Personal information
- Date of birth: 25 August 1991 (age 34)
- Place of birth: Rosedale, New York, United States
- Height: 1.74 m (5 ft 8+1⁄2 in)
- Position: Winger

Youth career
- NY Hota Academy 91
- 2008–2010: Met Oval Academy

College career
- Years: Team / Apps / (Gls)
- 2010: MCCC Vikings
- 2011–2013: UMBC Retrievers

Senior career*
- Years: Team / Apps / (Gls)
- 2011–2012: Jersey Express / 18 / (7)
- 2013: Reading United / 12 / (3)
- 2014: Arizona United / 24 / (3)
- 2015–2016: Louisville City / 49 / (8)
- 2017: FC Cincinnati / 21 / (0)
- 2018–2020: Saint Louis FC / 73 / (6)
- 2021: Memphis 901 / 29 / (4)

= Kadeem Dacres =

American soccer player

Kadeem Dacres (born August 25, 1991) is an American former professional soccer player who played as a winger.

Dacres was a Division 1 All American at UMBC. He turned professional in 2014 when he was drafted to the Chicago Fire during the 2014 Superdraft. He has played with Arizona United, Louisville City FC, FC Cincinnati, and Saint Louis FC. He has scored a total of 25 goals, with his most during the 2011–2012 season when he played with Jersey Express. He originally played at Mercer County Community College in 2010, transferred over to University of Maryland Baltimore County in 2011.

==Career==

===College and amateur===
Dacres played one year of college soccer at Mercer County Community College in 2010, before transferring to the University of Maryland Baltimore County in 2011. While at college, Dacres appeared for USL PDL side's Jersey Express in 2011 and 2012, and Reading United AC in 2013.

===Professional career===
Dacres was drafted 65th overall by Chicago Fire in the 2014 MLS SuperDraft. However, Dacres wasn't signed by the club.

Dacres signed with USL Pro club Arizona United on April 10, 2014.

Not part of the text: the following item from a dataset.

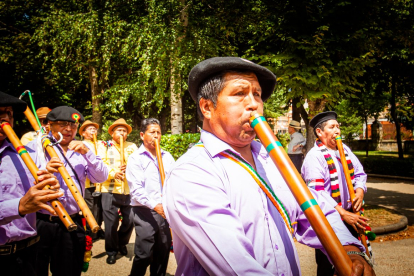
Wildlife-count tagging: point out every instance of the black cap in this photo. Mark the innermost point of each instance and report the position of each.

Dacres signed with USL Pro club Louisville City FC on December 5, 2014, as one of the club's first three players ahead of their inaugural season in 2015.

Dacres signed with USL club FC Cincinnati on December 15, 2016, leading into the team's second season. Shortly after the end of the 2017 season, FC Cincinnati announced that they would not exercise Dacres' option for 2018.

On December 30, 2017, it was announced that Dacres would join Saint Louis FC ahead of their 2018 season. Saint Louis FC folded following the 2020 USL Championship season.

On March 11, 2021, Dacres joined USL Championship side Memphis 901.